Orlando loaned McLeod in August to Iceland’s Ungmennafelag Stjarnan through the end of its season, which has been slightly delayed due because of a recent increase in COVID-19 cases in the country.

“Other than that It’s been really wonderful, actually,” McLeod said. “It’s been nice to play a lot of games and regular training. And of course, Iceland is also very beautiful. It’s been nice on days off to go exploring and see more of the country.”

That include a recent scuba diving expedition between two tectonic plates.

“It was pretty awesome, actually. It was freezing but it was unbelievable,” she said with a laugh.

McLeod has a willing tour guide. Her partner Gunny Jonsdottir, a native of Iceland who used to play for Stjarnan, is on loan to Iceland’s Valur from the NWSL Utah Royals.

Valur won 3-0 when the two teams met last month.

The two had planned to visit Iceland together. With the NWSL playing a delayed, reduced schedule and Iceland showing low COVID numbers at the time, they decided to play out the season there.

“It’s really worked out. I’m really happy to be here,” McLeod said from Reykjavik.

She admits her Icelandic is “pretty horrible,” however.

“There are some sounds that just don’t exist in our language,” she said. “It’s a struggle sometimes.”

McLeod signed a one-year deal with the Pride ahead of the 2020 season with an option for an additional year.

She played in Europe before that, at Sweden’s FC Rosengard and Vaxjo DFF and Germany’s SC Sand and FF USV Jena. Prior to that, she had stints with the Houston Dash, Chicago Red Stars, Washington Freedom, Vancouver Whitecaps and Sweden’s Dalsjofors GolF.

McLeod had been slowed by a painful foot issue before joining Orlando. The injury, which kept her out of contention for last year’s World Cup in France, was initially thought to be plantar fasciitis. A specialist eventually diagnosed tarsal tunnel syndrome — a painful condition that sees swelling in the foot put pressure on the nerve.

“The feet are OK,” she said. “I have to accept I’m older and I just have to watch the amount of training I’m doing, recovering all the time … Quality over quantity is really important for where I’m at in my career, that’s for sure.”

Her improved health was shown by the fact she was invited to the Canadian camp scheduled for this month in England, only to see it cancelled on the advice of health experts.

McLeod escaped the virus outbreak that kept Orlando out of this summer’s Challenge Cup in Utah. She says it was a challenging time, not only for the concerns over how widespread the contagion was with the team but also the constant demands of trying to stay safe.

“It was definitely a blow, but I’m proud of the girls (who went on to play in the league’s Fall Series).
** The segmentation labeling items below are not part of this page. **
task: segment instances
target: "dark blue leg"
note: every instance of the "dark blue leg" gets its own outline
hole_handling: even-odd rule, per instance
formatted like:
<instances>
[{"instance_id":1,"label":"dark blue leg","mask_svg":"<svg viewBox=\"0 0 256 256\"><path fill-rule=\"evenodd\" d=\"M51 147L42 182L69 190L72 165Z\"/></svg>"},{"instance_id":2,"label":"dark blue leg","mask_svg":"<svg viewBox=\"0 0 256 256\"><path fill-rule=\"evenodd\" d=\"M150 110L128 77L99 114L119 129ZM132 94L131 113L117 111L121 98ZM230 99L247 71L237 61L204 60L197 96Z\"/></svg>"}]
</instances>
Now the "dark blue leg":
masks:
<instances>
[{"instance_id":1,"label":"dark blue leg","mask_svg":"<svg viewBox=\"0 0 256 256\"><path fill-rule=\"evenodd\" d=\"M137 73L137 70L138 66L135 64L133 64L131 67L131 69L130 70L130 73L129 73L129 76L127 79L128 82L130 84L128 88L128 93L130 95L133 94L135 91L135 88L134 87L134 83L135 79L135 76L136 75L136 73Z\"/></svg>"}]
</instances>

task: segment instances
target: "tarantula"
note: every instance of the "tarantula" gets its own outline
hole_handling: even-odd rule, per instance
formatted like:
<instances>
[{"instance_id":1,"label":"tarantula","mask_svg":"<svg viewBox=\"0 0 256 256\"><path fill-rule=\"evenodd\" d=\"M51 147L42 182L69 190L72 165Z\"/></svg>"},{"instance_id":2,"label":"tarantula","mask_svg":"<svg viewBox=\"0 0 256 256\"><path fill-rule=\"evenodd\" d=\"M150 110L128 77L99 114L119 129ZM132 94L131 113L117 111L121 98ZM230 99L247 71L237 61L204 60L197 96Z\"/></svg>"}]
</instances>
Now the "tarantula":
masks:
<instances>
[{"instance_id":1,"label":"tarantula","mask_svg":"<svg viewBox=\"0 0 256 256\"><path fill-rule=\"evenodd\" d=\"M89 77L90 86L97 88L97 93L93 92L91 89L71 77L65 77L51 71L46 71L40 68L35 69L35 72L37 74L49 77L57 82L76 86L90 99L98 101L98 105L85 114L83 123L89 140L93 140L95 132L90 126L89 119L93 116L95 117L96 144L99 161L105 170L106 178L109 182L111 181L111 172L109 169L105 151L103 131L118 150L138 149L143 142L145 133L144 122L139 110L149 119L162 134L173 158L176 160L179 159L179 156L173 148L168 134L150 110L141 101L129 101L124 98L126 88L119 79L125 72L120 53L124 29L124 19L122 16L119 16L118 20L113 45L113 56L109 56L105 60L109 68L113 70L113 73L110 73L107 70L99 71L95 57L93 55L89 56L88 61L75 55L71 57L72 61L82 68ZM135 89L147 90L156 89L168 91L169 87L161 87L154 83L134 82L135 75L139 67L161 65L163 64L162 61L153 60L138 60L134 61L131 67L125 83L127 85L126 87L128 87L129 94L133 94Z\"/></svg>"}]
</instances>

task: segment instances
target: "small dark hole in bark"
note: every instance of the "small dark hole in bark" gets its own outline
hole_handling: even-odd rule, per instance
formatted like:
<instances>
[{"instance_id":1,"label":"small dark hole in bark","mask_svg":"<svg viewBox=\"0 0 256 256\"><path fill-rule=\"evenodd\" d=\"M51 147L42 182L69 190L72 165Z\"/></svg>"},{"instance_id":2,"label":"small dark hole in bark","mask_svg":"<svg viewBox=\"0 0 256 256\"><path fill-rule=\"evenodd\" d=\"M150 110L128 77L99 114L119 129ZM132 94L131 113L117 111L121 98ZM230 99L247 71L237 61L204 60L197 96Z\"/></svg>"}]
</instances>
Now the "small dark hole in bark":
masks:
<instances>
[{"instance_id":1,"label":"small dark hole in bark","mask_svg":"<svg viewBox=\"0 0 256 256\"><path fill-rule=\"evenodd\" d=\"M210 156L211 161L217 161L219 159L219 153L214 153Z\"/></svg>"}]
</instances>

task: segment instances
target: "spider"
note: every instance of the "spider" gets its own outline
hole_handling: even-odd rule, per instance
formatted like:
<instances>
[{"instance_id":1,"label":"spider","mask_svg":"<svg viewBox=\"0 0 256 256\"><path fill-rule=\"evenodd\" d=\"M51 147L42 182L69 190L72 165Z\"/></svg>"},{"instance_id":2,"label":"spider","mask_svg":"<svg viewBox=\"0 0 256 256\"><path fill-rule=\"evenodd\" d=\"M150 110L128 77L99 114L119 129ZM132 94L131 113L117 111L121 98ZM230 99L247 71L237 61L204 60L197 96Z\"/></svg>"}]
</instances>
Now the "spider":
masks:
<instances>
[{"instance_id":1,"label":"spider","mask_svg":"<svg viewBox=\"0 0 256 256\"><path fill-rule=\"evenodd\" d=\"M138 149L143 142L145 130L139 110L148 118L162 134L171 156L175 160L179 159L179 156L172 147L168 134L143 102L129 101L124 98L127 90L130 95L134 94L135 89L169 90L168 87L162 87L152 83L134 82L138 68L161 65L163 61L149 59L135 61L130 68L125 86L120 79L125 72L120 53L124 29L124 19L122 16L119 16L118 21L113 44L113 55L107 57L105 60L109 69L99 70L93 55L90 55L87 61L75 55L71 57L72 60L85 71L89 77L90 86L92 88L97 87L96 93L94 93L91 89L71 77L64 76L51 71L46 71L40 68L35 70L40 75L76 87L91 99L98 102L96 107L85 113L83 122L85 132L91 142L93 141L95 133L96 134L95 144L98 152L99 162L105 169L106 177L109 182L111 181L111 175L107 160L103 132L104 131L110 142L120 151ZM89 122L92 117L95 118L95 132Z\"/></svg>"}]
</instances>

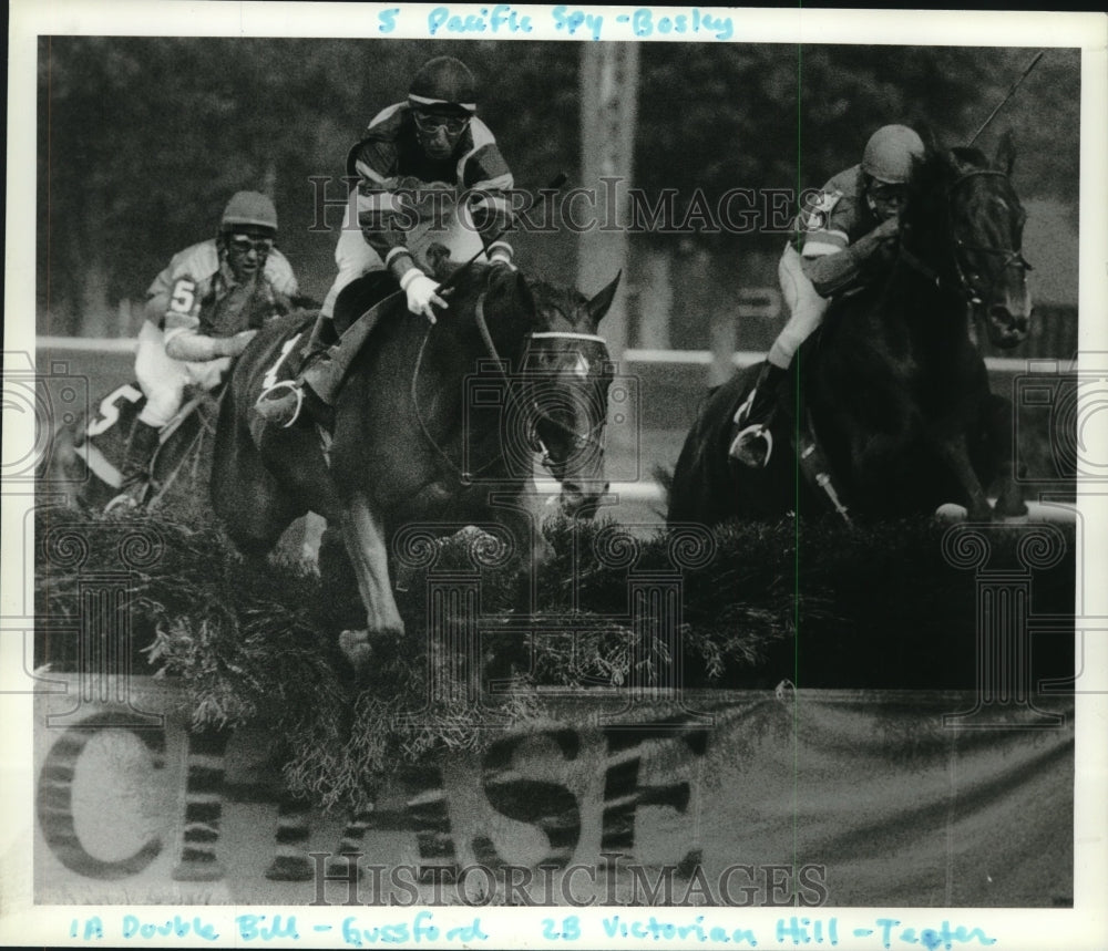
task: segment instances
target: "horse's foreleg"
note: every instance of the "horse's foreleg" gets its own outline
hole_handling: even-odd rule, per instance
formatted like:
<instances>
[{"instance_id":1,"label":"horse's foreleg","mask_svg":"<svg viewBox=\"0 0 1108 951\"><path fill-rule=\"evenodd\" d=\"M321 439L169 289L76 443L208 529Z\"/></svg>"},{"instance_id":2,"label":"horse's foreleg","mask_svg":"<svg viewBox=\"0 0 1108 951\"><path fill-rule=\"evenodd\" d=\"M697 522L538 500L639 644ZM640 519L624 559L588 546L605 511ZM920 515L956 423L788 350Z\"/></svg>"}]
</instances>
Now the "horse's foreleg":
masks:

It’s been a bumpy road but this is a year of a lot of learning, for sure,” said McLeod, who did not test positive.

“Football means so much to me but at the end of the day you’ve got to put your health and safety first,” she added.

The Mindful Project started with an eye to children aged 6 to 12, then expanded to programs for sports clubs and adults.

McLeod calls it a program to empower users but also give them the tools to deal with anxiety and depression and outside pressures and “help them find who they are and have the strength to follow that.”

It is designed for group use with a mixture of different techniques, including guided meditation, breathing exercises, journalling, and art- and music-based exercises designed specifically for students and athletes.

McLeod, who is also an artist, musician and entrepreneur as well as an LGBT spokeswoman away from the soccer field, has won 118 caps for Canada, with 45 clean sheets.